- Cover Page for Shikari Shambu: Escapades (No. 5)

Publication information
- Publisher: ACK Comics
- First appearance: Tinkle, 1983
- Created by: Vasant B. Halbe Luis Fernandes

In-story information
- Place of origin: India
- Abilities: Luck and rifle

= Shikari Shambu =

Indian Comic Character

Shikari Shambu (Hunter Shambu) is an Indian comics character created by Vasant Halbe and Luis Fernandes for the Tinkle magazine in 1983. Shikari Shambu is one of the characters of Tinkle.

Shambu is a cowardly and lazy shikari (hunter) whom the rest of the world perceives as courageous. He always tries to run away from dangerous animals, but due to some stroke of luck always ends up as a hero. He lives with his wife Shanti. In The Legend of Shikari Shambu (Tinkle Magazine No.573), it was revealed that Shambu, before being called "Shikari" Shambu, fell on a tiger and knocked him out. It was after this incident that he got the name "Shikari" Shambu.

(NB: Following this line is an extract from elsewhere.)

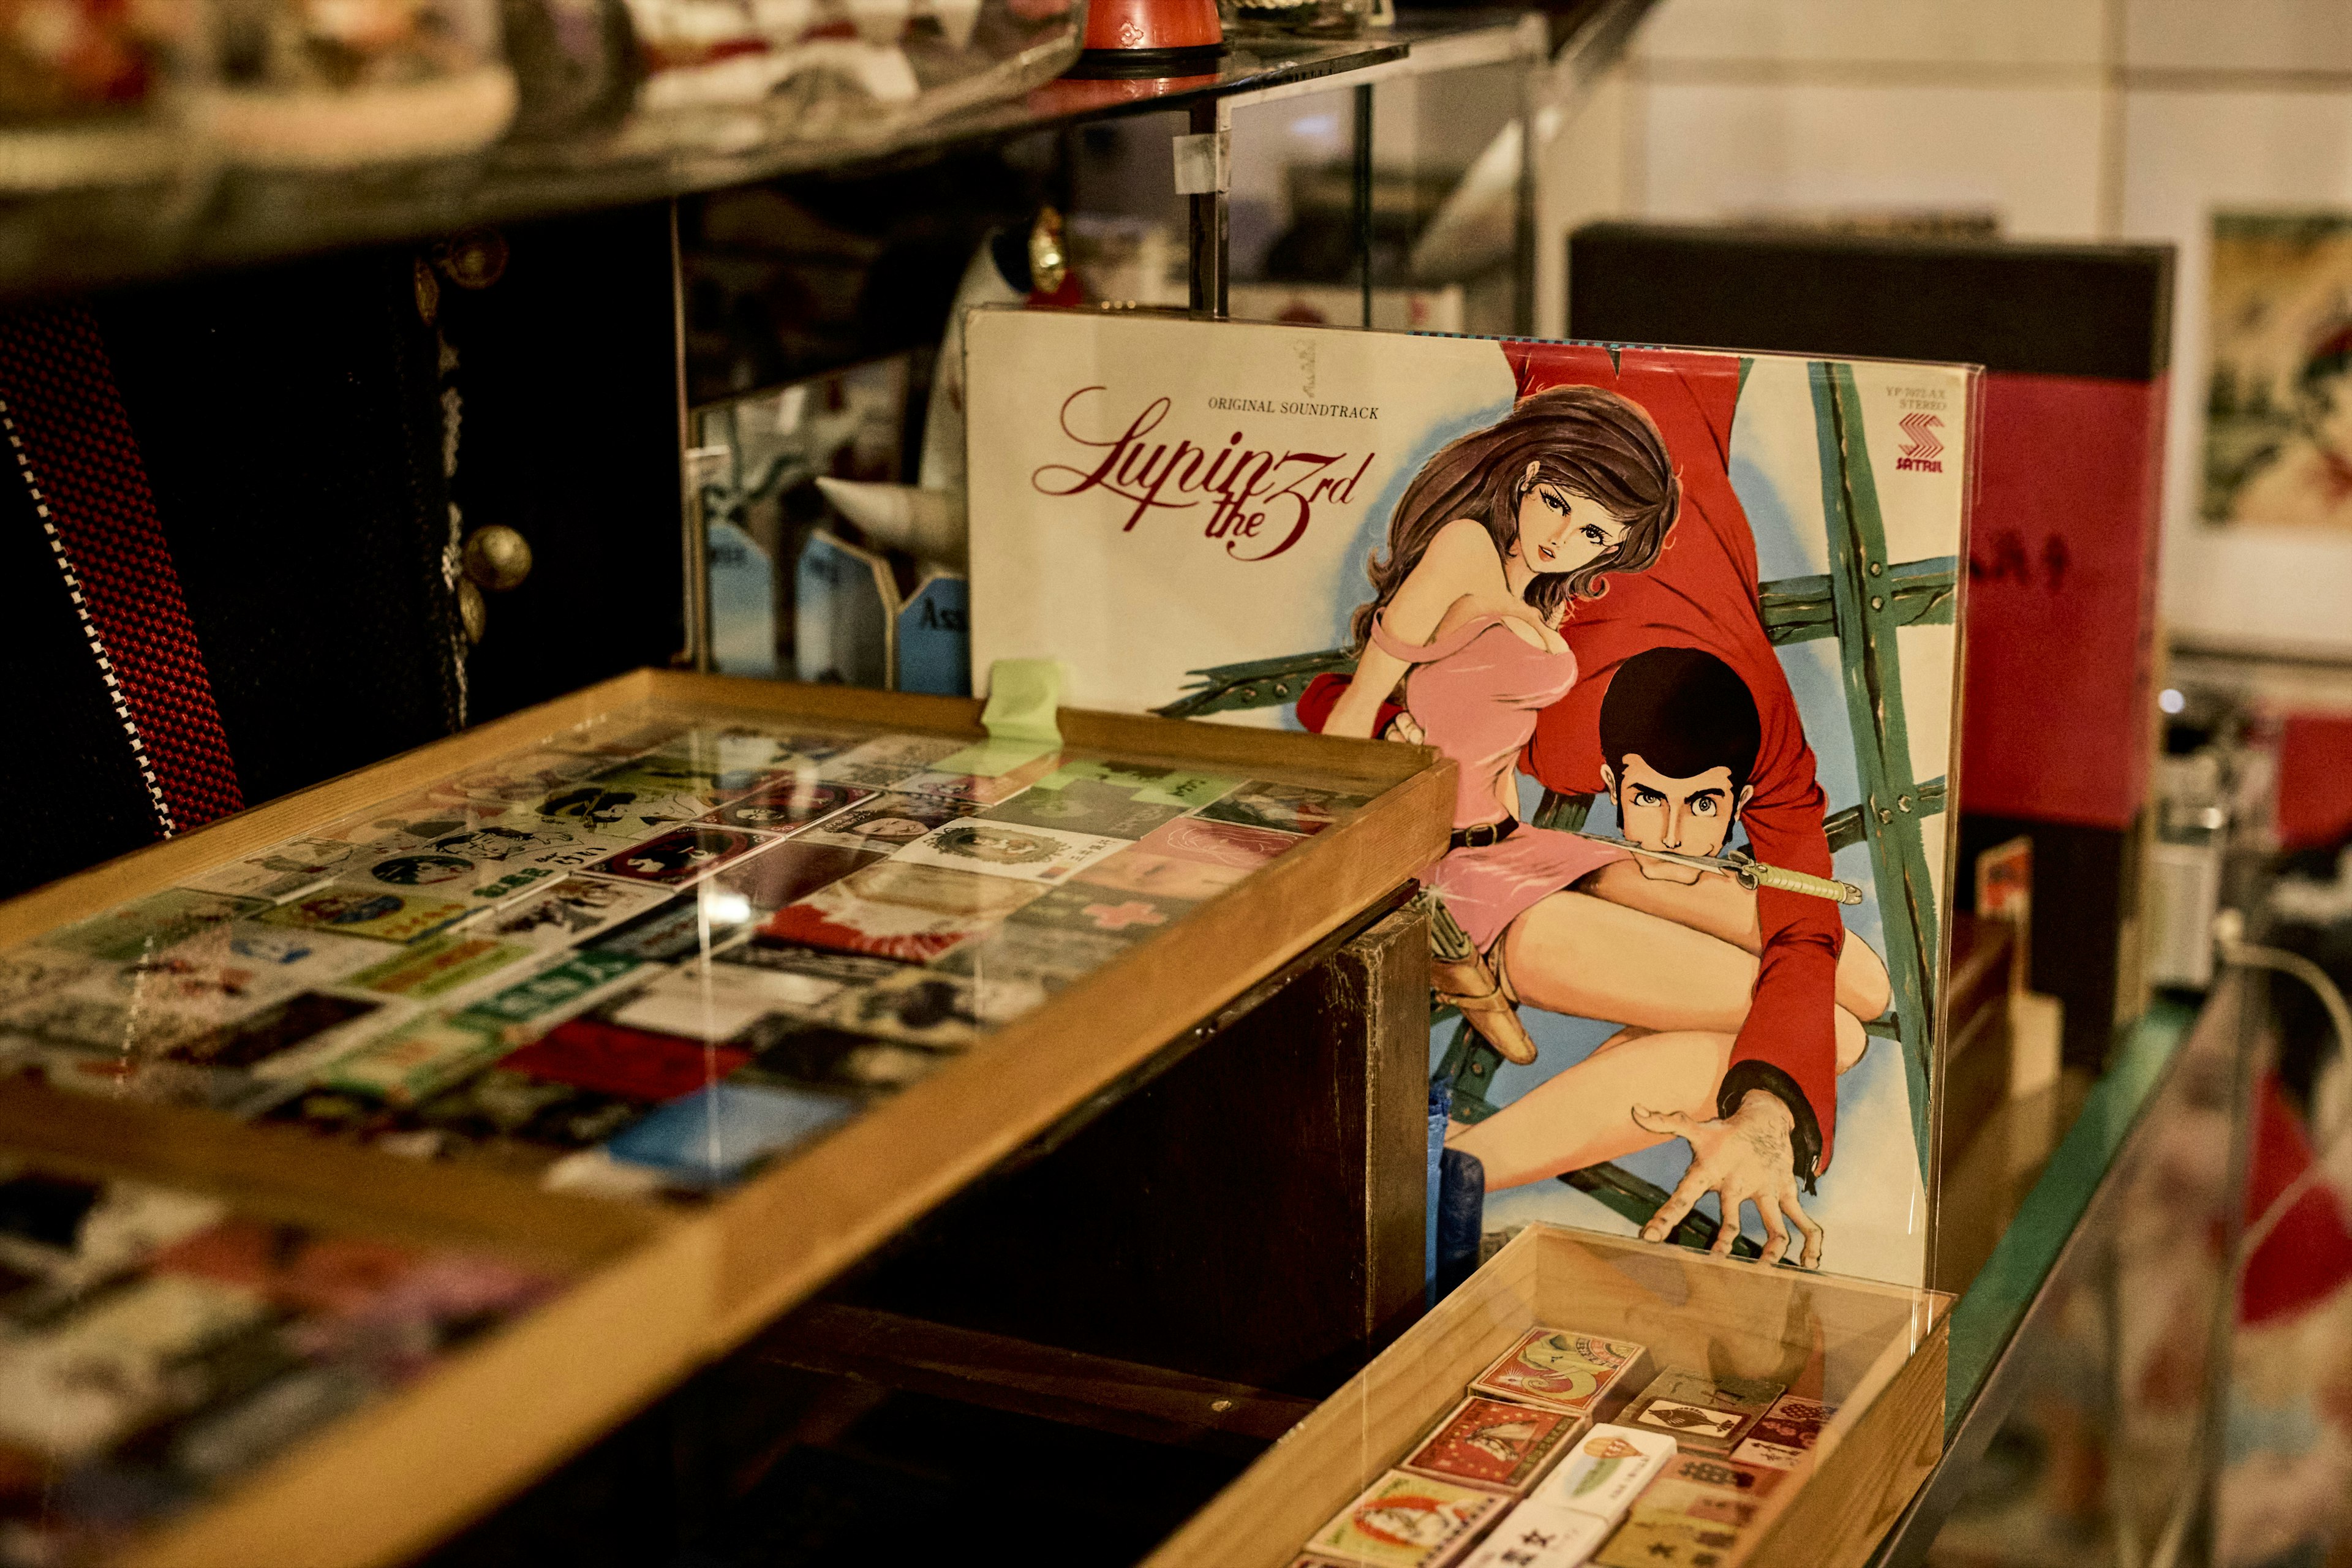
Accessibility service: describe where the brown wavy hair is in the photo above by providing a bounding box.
[1348,385,1680,650]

He is shown wearing a large pith helmet that completely covers his face and green shorts and a shirt. He carries a large rifle which he usually never uses, never having been shown to have shot or killed an animal.

The character has been adapted for animation and mobile video game adaptations have been released by Nazara Technologies (including Shikari Shambu - The Game and Shikari Shambu Jungle Run).

== Origins ==

By 1988, Tinkle was already on its way becoming the most popular children's magazine in India. Their biggest rival that time was another children magazine named Target, run by Living Media. Unlike Tinkle, Target was more of a narrative magazine, with a few pages of comics. Their flagship character that time was Detective Moochhwala (Hindi for "the man with a mustache") by Ajit Ninan. Moochhwala who was a detective with penetrating eyes and a huge mustache. Tinkle decided to create a competing character. Subba Rao and Dhruva, two of the creators at Tinkle, came up with the proposal for such a character. They decided to base this new character on a boastful but cowardly big game hunter in the then famous television drama, I Love Lucy.

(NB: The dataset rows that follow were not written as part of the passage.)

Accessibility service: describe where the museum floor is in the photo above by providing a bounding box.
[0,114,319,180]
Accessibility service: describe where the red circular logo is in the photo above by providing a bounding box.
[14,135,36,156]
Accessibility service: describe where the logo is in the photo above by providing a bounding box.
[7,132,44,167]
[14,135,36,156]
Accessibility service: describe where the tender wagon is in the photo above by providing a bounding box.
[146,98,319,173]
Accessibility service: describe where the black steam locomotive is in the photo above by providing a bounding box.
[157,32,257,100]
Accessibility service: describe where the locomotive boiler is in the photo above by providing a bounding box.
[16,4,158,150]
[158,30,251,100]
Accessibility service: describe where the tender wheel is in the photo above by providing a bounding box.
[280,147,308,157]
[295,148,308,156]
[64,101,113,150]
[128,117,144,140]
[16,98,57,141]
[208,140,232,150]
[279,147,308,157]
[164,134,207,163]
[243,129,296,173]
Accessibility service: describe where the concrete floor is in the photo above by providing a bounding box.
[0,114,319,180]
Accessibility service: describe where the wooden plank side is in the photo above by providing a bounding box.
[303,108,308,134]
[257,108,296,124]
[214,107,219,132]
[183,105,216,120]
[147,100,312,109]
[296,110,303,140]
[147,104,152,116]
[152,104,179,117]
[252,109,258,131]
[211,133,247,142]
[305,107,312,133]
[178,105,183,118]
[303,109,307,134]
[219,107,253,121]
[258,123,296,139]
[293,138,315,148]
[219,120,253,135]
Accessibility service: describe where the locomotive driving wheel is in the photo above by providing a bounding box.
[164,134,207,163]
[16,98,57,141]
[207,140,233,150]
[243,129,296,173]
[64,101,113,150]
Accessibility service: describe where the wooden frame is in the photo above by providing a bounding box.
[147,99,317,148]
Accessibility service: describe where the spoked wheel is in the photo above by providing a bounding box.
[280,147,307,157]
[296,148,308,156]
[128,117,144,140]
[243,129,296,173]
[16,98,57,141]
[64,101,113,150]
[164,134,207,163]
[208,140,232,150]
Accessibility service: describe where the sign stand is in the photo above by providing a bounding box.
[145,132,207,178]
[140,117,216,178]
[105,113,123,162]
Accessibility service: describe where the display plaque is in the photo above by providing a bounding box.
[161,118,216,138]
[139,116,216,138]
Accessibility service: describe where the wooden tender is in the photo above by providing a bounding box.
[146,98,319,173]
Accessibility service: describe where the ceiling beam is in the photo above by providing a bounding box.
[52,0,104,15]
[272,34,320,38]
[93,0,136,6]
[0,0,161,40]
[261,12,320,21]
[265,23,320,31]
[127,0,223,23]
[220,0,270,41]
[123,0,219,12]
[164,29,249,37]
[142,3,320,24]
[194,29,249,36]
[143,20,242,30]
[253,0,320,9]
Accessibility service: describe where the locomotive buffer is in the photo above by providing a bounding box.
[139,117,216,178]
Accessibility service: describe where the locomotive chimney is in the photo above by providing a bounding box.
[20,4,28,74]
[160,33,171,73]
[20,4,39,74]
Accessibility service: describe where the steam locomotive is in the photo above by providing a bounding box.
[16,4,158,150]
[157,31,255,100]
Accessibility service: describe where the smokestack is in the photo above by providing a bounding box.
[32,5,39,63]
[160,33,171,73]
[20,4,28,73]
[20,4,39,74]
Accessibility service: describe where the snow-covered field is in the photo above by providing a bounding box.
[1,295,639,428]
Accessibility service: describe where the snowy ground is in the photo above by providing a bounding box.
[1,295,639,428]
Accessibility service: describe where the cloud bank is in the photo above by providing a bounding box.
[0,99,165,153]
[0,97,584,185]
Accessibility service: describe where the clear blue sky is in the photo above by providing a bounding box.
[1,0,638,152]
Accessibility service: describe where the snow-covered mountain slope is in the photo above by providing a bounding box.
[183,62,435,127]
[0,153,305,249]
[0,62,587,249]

Luis Fernandes then worked on producing the first story, which was originally named "Shambu", before Shahid Hidayat prefixed Shikari (Hindi for "hunter") to the name. Some of his editorial teammates had reservation over the use of the name Shikari, as the wildlife conservation theme was in its prominence. But, the sheer charisma of the name, they and the editor Anant Pai, decided to let it continue. But, contrary to the name, the creators ensured that Shambu never would shoot or kill any animal in any of its episodes. More than that, creators slowly even disassociated him from his trademark hunting gun, after few episodes. The "non-violence" policy of Tinkle also resulted in Shambu being portrayed as more of an explorer than a hunter.

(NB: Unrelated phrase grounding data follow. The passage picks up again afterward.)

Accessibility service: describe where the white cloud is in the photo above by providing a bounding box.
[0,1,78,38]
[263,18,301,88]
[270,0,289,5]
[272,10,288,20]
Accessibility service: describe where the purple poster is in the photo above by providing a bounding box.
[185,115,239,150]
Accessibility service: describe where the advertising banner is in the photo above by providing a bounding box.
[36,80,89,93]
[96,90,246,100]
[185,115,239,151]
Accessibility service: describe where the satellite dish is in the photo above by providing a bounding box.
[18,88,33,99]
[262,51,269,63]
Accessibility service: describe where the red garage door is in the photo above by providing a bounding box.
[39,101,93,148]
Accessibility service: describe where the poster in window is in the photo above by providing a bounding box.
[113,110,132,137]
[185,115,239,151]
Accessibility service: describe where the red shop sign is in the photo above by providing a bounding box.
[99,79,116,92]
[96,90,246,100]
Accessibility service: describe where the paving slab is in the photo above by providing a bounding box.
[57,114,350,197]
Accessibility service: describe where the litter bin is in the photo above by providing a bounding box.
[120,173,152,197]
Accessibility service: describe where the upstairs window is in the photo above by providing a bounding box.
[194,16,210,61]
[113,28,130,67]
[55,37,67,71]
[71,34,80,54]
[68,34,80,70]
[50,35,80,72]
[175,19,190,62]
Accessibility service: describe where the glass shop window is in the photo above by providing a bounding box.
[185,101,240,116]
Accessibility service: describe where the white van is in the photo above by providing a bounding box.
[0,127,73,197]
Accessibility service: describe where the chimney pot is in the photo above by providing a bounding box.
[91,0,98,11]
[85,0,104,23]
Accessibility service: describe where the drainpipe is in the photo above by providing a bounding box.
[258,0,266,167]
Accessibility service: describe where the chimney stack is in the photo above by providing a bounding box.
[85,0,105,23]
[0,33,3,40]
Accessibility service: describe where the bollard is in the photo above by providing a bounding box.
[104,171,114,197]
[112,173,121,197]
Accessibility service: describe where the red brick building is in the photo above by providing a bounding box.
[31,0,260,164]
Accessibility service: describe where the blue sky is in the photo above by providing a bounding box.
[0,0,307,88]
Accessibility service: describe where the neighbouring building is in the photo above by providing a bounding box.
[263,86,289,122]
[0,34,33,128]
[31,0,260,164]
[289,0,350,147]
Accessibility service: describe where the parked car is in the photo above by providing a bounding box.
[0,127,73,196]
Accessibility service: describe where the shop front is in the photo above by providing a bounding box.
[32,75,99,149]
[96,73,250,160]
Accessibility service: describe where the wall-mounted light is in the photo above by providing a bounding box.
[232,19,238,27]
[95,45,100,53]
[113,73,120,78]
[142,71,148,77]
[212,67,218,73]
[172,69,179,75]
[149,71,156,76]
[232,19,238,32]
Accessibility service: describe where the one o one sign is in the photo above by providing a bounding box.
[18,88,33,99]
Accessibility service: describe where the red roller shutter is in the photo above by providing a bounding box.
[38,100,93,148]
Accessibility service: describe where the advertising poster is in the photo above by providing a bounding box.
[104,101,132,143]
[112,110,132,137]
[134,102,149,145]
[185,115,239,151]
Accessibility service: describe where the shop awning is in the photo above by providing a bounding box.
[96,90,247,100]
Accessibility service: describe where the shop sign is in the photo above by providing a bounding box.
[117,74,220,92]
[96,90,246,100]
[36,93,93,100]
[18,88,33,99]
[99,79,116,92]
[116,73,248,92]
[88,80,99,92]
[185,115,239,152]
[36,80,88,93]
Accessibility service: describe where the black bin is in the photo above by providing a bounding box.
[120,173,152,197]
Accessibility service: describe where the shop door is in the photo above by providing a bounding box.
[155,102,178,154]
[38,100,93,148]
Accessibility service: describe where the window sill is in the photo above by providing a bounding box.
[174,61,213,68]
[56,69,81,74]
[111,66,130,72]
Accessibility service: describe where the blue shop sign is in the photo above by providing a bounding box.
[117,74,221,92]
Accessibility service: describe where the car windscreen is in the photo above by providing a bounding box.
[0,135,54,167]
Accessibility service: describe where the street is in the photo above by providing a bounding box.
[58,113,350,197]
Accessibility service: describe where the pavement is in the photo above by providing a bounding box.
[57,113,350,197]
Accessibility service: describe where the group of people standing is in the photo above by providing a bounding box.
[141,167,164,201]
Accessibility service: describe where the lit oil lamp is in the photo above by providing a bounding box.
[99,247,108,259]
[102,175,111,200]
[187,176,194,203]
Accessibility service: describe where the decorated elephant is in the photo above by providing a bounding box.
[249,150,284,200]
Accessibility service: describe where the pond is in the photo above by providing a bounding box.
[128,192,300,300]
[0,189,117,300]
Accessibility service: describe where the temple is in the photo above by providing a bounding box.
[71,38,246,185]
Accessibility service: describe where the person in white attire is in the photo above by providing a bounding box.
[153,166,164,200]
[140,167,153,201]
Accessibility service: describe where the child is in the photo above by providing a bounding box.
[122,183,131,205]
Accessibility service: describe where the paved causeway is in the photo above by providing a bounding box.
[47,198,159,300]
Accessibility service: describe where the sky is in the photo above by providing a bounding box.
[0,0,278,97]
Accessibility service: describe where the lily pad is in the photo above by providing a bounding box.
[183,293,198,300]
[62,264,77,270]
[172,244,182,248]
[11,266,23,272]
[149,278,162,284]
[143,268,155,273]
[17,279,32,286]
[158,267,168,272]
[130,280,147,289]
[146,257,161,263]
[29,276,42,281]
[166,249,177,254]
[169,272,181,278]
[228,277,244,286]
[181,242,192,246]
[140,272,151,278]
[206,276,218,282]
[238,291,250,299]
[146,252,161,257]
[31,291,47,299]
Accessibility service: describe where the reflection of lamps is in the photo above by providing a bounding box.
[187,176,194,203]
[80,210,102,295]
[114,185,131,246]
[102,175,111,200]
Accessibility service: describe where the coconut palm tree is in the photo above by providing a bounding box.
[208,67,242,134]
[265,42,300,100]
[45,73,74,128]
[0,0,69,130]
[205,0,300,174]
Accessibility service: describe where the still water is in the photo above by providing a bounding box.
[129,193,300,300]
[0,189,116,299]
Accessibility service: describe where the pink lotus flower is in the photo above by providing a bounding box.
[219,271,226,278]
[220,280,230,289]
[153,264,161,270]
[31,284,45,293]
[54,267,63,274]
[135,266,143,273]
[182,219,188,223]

One of the reasons for the popularity of Shikari Shambu, was due to the comical illustrations of the artist, Vasant Halbe. Halbe, who was a freelancer at Tinkle that time, had impressed the editorial team with his earlier works. Once he was confirmed officially as the artist for the series, he showcased his character sketches, of which a drawing of Shikari with his Topi (hat) pulled down over his eyes, caught everyone's attention. The sketch went on to be among the flagship characters of Tinkle. In 1997, Savio A. Mascarenhas replaced Halbe as the illustrator.

== As Little Shambu ==

Later, during the 434th issue of Tinkle, the childhood version of Shambu and also a spin-off of the series, known as Little Shambu appeared. It was a brainwave of Reena Ittyerah Puri, the former Associate Editor of Tinkle and now, Editor, Amar Chitra Katha.
The characters of Little Shambu are-

1. Little Shambu- The childhood version of Shikari Shambu.

2. Little Shanti- The childhood version of Shanti, Shambu's Wife.

3. Little J.J.- The childhood version of Jeeva Jeevantak, an old arch-rival of Shambu who wants to harass him.

4. Dum Dum- The pet of Little Shambu, who doesn't appears in the main comic series, Shikari Shambu.

5. Kittu- The pet of Little Shanti. She doesn't appears in Shikari Shambu comic series and always harassed by J.J.

6. Suhasini- She is Little Shambu's mother. Although, her name was not revealed but revealed in a story named Nibble Nibble, which is the 3rd Little Shambu story.

7. Shambu's Father- (The name has not revealed) He is the father of Little Shambu and he always scolded him and even tried to leave him wherever the Shambu household went on such occasions.

The reoccurring characters of Little Shambu are Manu Kaka, Panda Thieves, The teacher, The School Watchman, Prof. Y. Russ, Lakshmi, the Temple Elephant, Kondiah, etc.